Long, crimson hair messily floated down Blaize's shoulders, as a determined brush tore through the locks. Dramatically, the redhead sighed, dropping her head onto her sister's vanity mirror.
"How many times do you brush your hair?" An exasperated female voice laughed, deft fingers pulling back a long strand of hair. Blaize just groaned, looking up. One orange eye open, the girl gave her sister a truthful stare.
"Maybe once every seven, eight days?" The young girl stated, questioning herself more than her sister. A quite chuckle broke through the following silence, shattering the comfortable quiet.
"You're hopeless..."
With that, the very unordinary redhead cracked a smile, closing her one open eye. "Yup. I do my best, Paige..." Blaze trailed off, tracing invisible patterns on the oak wood of the mirror.
A long, shrill howl struck the once again comfortable silence, as Blaze winced in pain. Paige looked down at her sister with a sheepish smile, setting the brush down on the mirror.
"Sorry, Blaizey... at least we're finished, right?" Paige tried to comfort her younger sister, but only earned a bored sigh, pain still coating the edges of her voice.
"I guess you're right. Remind me to never let you brush my hair, again," Blaize subtly said, standing up from the chair. Stretching her stiff, back, turning to walk out her sister's bedroom door.

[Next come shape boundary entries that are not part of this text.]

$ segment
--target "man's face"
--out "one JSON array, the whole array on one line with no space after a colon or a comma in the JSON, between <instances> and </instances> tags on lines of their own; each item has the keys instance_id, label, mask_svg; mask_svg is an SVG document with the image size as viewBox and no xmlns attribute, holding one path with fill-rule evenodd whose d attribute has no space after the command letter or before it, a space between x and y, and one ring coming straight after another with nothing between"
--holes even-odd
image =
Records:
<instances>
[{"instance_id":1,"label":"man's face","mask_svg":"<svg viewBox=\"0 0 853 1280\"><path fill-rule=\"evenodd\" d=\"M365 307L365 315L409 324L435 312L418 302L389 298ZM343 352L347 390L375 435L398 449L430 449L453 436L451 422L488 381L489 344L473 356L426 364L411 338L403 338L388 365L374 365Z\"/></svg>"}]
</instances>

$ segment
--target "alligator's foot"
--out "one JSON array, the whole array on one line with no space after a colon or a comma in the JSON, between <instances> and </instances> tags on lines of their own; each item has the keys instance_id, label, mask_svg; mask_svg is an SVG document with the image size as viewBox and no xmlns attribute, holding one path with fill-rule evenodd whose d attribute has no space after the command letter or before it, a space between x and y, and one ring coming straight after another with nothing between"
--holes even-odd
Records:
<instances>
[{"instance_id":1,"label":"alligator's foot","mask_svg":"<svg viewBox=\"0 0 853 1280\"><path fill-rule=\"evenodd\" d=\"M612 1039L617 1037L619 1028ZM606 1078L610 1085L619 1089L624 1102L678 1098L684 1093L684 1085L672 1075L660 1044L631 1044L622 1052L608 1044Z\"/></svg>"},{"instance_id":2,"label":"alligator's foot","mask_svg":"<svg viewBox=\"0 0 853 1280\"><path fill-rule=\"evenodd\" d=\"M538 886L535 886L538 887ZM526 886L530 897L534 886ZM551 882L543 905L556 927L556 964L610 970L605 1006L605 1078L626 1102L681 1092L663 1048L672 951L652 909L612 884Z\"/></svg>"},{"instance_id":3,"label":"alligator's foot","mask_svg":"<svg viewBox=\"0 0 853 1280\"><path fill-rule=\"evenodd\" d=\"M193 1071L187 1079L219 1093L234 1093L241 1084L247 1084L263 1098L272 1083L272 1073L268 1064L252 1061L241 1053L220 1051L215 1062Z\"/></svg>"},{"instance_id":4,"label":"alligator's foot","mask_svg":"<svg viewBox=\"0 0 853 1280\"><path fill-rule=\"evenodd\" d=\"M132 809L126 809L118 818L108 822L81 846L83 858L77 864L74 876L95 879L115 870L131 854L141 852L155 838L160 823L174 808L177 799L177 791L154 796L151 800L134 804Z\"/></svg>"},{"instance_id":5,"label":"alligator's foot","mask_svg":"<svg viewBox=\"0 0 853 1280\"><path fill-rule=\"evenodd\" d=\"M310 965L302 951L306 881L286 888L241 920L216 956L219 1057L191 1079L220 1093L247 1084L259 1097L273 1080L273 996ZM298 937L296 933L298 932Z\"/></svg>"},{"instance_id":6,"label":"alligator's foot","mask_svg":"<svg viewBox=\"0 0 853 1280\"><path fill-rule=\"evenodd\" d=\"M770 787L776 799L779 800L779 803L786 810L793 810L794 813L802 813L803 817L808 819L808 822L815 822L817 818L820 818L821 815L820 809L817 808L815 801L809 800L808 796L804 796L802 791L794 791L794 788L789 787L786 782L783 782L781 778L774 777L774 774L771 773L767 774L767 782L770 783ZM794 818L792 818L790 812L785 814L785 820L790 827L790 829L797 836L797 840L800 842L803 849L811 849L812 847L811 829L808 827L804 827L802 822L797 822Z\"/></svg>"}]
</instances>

Reluctant to let her tolerant younger sister go, Paige blurted out the first thing that came to her mind.
"You look more normal with your hair brushed!" She called after his sister. Blaize stopped, frozen. Her hand hung in mid air, floating just above the doorknob, as if an echo of the action.
Normal. How Blaize's heart yearned for that word. Hope, longing, and need bottled up as her emotions as the word escaped her sister's mouth. The one thing she wanted most. To be normal. Not to be the flame-freak she was.
Blaize wanted to look normal. No pale yellow skin, orange gaze, or flaming crimson hair. But normal colors, to be able to blend with the crowd, instead of stand out.
She wanted to act normal. To love simple things, to have a simple mind. To only see fire as an object, not as a being.
To feel normal. Blaize yearned to stop the everlasting burn in her heart, the kindling flames waiting for ignition. She wanted to know why she looked the way she was, acted the way she was, and felt the way she was.
It was as if she were a whole entire being else.
"That word has no effect on me," Blaize curtly ignored her sister's comment, quickly escaping the confines of the room.
Oh how she lied. She wanted everything. All the normalities that came with being your average Joe, just being another Jane Doe. She wanted to be like the other girls, not to be the sore thumb in all situations. Yet, still Blaize knew her wish was ungrantable. Nothing could giver her what she wanted most.
She wanted to fit in.
---
Blaize stared at the ghostly reflection in front of her, finger slowly tracing the detail on the mirror. She looked like a flame, a glowing ember in the dying light.
A shrill knock on the door tore her away from her daze. With a reluctant breath, Blaize quickly exited the room, to see her waiting mother.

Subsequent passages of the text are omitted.